Autre exemple, lors d’une partie dans laquelle je me suis retrouvé en face à face, à un dé chacun, soit 2 dés sur la table, j’étais dans le doute face à l’annonce de mon adversaire : Son enchère était ‘ Il y a au moins un 5’. Mon dé était un 4 et nous étions en manche palifico (pas de possibilité de monter la valeur du dé, les pacos ne comptent pas comme des joker). Il était bien trop risqué pour moi de surenchérir car s’il était en bluff, il remportait la parti. Mes deux seules options étaient le calza (annoncer qu’il y a tout pile un 5) ou le dudo (annoncer qu’il bluffe). Mon intuition première penchait vers le bluff de sa part car cela correspondait à son style de jeu mais je considèrais cet adversaire comme un joueur redoutable parfaitement capable de varier son jeu. J’ai alors pris le temps de la réflexion, j’ai même parlé un peu, posé 1 ou 2 questions, en attente d’un indice de sa part. Et là, bingo, il s’est mis à se gratter le nez avec un peu de nervosité. Je l’avais déjà observé faire ce geste, à chaque fois lors d’un moment où il n’était pas serein. J’ai donc annoncé un bluff de sa part, ce qu’il a confirmé en retournant un 2.

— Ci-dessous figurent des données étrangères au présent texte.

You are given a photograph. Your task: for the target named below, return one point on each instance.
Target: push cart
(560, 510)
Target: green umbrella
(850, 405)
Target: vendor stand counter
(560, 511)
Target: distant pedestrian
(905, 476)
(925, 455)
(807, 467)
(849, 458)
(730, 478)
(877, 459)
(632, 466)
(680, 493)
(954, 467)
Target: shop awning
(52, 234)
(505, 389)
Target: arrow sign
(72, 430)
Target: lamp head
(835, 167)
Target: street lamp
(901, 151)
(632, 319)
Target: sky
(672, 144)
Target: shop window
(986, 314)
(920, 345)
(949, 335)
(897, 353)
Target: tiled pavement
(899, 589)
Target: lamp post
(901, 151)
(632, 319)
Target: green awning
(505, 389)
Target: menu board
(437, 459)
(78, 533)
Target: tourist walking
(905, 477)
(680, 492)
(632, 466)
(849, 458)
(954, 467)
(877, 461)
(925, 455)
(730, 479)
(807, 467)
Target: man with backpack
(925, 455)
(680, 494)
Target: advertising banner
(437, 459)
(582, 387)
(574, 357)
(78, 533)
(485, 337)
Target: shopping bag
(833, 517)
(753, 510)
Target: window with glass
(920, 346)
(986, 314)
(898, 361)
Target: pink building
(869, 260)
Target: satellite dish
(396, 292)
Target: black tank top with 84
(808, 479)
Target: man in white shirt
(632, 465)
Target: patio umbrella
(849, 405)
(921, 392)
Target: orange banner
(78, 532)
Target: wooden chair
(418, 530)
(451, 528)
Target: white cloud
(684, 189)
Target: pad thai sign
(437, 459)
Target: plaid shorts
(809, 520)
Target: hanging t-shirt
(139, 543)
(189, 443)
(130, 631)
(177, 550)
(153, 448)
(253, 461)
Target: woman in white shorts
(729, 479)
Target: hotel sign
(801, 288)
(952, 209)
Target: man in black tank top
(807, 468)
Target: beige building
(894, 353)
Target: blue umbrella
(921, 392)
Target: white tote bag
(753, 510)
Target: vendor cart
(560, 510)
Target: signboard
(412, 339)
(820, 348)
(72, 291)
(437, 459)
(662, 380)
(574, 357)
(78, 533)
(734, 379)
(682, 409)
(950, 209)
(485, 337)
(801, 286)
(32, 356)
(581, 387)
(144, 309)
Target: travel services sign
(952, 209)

Attention tout de même, se méfier des joueurs débutants qui ont tendance à mal évaluer la valeur de leurs tirages et enchères. Parfois ils peuvent afficher des signes de confiance alors qu’ils n’ont pas de quoi l’être. De toute façon, jouer simplement sans prendre trop de risque suffit souvent à survivre le temps que ces débutants en question s’éliminent tous seuls comme des grands.

Travailler son image

Là c’est le cran au-dessus. La différence entre le bon joueur et le très bon joueur. Une fois qu’on sait lire ses adversaires, il faut prendre en compte l’idée qu’ils peuvent eux aussi nous lire. Et là, je n’ai pas meilleur conseil que de tenter de varier son jeu. Alors bien entendu, si notre jeu est gagnant sans le varier, il est évident qu’il faut continuer sur notre lancée. N’empêche qu’à une table peuplée uniquement de bons joueurs, on peut difficilement gagner sans varier son jeu. Et quand je parle de varier son jeu, ce n’est pas uniquement au niveau des annonces mais également au niveau de votre attitude. Vous savez, tout ce que je viens de dire à propos du timing, des tells, des dés que vous révélez en fin de coup. L’adversaire redoutable vous analyse autant que vous l’analysez. Alors dupez-le un maximum ! Si vous êtes conscient que vous prenez habituellement plus de temps lorsque vous êtes confiant sur une annonce, la prochaine fois, annoncez rapidement pour feinter le bluff. Il pourrait ne pas vous croire et y laisser un dé.

Pratique et technique

Et c’est sur cette ouverture que nous allons nous quitter. Ce jeu est plus technique qu’il n’y parait et j’avoue en apprendre encore dessus après des centaines de parties. Je me réserve un article consacré à cela pour plus tard. A suivre donc…

En attendant, pratiquez, prenez de l’expérience et entraînez-vous à profiler et à camoufler votre jeu.